A `5.0xx10^(4)` kg space probe is traveling at a speed of 11000 m/s through deep space. Auxiliary rockets are fired along the line of motion of reduce the probe's speed. The auxiliary rockets generate a force of `4.0xx10^(5)N` over a distance of 2500 km. What is the final speed of the probe ?

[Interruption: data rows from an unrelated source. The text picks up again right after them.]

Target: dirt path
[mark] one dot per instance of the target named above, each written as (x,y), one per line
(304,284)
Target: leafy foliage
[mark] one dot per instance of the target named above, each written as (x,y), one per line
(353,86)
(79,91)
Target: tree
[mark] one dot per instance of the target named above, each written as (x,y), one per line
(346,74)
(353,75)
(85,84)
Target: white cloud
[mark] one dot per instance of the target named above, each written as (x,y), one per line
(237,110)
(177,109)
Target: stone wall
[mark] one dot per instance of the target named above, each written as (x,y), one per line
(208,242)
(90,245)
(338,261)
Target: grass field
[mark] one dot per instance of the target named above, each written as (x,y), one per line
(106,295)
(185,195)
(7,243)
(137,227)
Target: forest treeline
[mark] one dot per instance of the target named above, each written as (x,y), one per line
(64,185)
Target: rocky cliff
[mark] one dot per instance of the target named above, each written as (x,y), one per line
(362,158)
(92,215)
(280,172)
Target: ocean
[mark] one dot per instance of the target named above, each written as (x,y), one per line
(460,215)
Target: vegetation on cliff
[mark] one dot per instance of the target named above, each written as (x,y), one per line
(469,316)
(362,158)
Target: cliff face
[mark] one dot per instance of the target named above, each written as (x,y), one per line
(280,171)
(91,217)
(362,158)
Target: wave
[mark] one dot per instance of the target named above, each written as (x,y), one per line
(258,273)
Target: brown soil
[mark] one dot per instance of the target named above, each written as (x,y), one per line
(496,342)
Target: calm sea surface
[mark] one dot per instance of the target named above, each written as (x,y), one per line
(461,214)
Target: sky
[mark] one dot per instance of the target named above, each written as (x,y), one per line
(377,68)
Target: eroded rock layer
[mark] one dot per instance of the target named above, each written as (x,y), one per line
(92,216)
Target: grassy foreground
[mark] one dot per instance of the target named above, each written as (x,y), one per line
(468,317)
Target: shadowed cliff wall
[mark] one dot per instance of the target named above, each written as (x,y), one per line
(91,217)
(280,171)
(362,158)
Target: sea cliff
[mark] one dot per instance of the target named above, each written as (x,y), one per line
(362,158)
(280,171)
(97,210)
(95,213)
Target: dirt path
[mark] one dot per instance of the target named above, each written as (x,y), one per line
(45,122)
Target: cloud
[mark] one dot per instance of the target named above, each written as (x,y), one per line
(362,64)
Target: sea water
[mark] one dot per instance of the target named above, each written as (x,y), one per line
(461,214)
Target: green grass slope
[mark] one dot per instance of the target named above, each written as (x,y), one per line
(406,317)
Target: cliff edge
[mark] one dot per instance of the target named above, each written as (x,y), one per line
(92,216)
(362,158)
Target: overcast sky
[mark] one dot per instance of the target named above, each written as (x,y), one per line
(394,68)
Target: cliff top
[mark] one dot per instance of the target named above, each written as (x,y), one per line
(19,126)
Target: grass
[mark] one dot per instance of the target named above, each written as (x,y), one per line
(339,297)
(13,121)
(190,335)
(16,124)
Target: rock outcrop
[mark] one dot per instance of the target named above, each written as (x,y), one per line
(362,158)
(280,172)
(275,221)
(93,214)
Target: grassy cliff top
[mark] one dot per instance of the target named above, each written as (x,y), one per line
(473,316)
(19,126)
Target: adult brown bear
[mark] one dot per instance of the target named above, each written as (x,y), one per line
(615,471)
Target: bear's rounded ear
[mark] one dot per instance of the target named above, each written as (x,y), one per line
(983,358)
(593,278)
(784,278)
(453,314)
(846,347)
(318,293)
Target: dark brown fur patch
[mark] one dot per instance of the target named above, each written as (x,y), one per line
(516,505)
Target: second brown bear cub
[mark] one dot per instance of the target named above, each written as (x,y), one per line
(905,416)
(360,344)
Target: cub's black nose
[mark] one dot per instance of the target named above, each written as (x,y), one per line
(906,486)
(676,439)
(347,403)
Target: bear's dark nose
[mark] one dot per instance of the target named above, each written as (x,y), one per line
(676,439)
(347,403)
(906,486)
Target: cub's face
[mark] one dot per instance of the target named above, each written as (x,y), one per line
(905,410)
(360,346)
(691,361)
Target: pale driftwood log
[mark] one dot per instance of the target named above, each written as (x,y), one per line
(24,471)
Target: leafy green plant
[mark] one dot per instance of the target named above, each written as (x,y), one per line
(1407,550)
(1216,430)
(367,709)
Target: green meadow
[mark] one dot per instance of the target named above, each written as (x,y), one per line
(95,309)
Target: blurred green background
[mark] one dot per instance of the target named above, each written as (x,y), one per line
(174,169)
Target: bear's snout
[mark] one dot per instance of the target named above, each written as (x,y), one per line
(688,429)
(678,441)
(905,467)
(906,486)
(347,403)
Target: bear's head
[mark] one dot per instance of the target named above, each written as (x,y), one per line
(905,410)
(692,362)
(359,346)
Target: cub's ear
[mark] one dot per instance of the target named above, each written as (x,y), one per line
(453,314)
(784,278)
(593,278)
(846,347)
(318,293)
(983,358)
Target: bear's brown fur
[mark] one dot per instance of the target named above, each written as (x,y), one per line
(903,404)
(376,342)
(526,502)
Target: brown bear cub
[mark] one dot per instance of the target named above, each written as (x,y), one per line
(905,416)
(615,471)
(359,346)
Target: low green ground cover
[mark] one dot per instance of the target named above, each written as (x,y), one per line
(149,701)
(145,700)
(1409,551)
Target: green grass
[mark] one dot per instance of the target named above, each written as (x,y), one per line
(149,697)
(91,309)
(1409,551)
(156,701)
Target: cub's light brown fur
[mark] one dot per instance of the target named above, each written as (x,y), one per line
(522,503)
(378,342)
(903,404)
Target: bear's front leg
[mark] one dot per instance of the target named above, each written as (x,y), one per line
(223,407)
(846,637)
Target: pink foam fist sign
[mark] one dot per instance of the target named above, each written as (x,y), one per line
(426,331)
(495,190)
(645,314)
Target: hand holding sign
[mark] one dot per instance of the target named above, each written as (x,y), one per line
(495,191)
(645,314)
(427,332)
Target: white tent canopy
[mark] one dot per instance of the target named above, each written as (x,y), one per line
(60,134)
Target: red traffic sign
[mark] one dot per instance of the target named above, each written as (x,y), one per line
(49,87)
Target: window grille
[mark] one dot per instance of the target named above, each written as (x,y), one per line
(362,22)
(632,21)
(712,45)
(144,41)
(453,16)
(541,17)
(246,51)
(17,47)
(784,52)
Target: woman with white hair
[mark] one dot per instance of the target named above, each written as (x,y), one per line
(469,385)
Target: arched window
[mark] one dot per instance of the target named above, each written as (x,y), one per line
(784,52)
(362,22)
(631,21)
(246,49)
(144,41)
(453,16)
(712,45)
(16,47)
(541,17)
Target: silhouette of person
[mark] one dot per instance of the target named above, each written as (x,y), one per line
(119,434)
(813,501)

To find the final speed of the space probe after the auxiliary rockets have fired, we can use the work-energy principle. The work done by the rockets will change the kinetic energy of the probe. ### Step-by-Step Solution: 1. **Identify the Given Values:** - Mass of the space probe, \( m = 5.0 \times 10^4 \) kg - Initial speed of the probe, \( u = 11000 \) m/s - Force exerted by the rockets, \( F = 4.0 \times 10^5 \) N - Distance over which the force is applied, \( d = 2500 \) km = \( 2500 \times 1000 = 2.5 \times 10^6 \) m 2. **Calculate the Work Done by the Rockets:** The work done \( W \) by the rockets can be calculated using the formula: \[ W = F \times d \] Substituting the values: \[ W = 4.0 \times 10^5 \, \text{N} \times 2.5 \times 10^6 \, \text{m} = 1.0 \times 10^{12} \, \text{J} \] 3. **Calculate the Initial Kinetic Energy:** The initial kinetic energy \( KE_i \) of the probe is given by: \[ KE_i = \frac{1}{2} m u^2 \] Substituting the values: \[ KE_i = \frac{1}{2} \times 5.0 \times 10^4 \, \text{kg} \times (11000 \, \text{m/s})^2 \] \[ KE_i = \frac{1}{2} \times 5.0 \times 10^4 \times 1.21 \times 10^8 = 3.025 \times 10^{12} \, \text{J} \] 4. **Calculate the Final Kinetic Energy:** The work done by the rockets will reduce the kinetic energy of the probe. Therefore, the final kinetic energy \( KE_f \) can be expressed as: \[ KE_f = KE_i - W \] Substituting the values: \[ KE_f = 3.025 \times 10^{12} \, \text{J} - 1.0 \times 10^{12} \, \text{J} = 2.025 \times 10^{12} \, \text{J} \] 5. **Calculate the Final Speed:** The final kinetic energy can also be expressed in terms of the final speed \( v \): \[ KE_f = \frac{1}{2} m v^2 \] Setting the two expressions for kinetic energy equal: \[ 2.025 \times 10^{12} = \frac{1}{2} \times 5.0 \times 10^4 \times v^2 \] Rearranging to solve for \( v^2 \): \[ v^2 = \frac{2 \times 2.025 \times 10^{12}}{5.0 \times 10^4} \] \[ v^2 = \frac{4.05 \times 10^{12}}{5.0 \times 10^4} = 8.1 \times 10^7 \] Taking the square root: \[ v = \sqrt{8.1 \times 10^7} \approx 9000 \, \text{m/s} \] ### Final Answer: The final speed of the probe is approximately **9000 m/s**.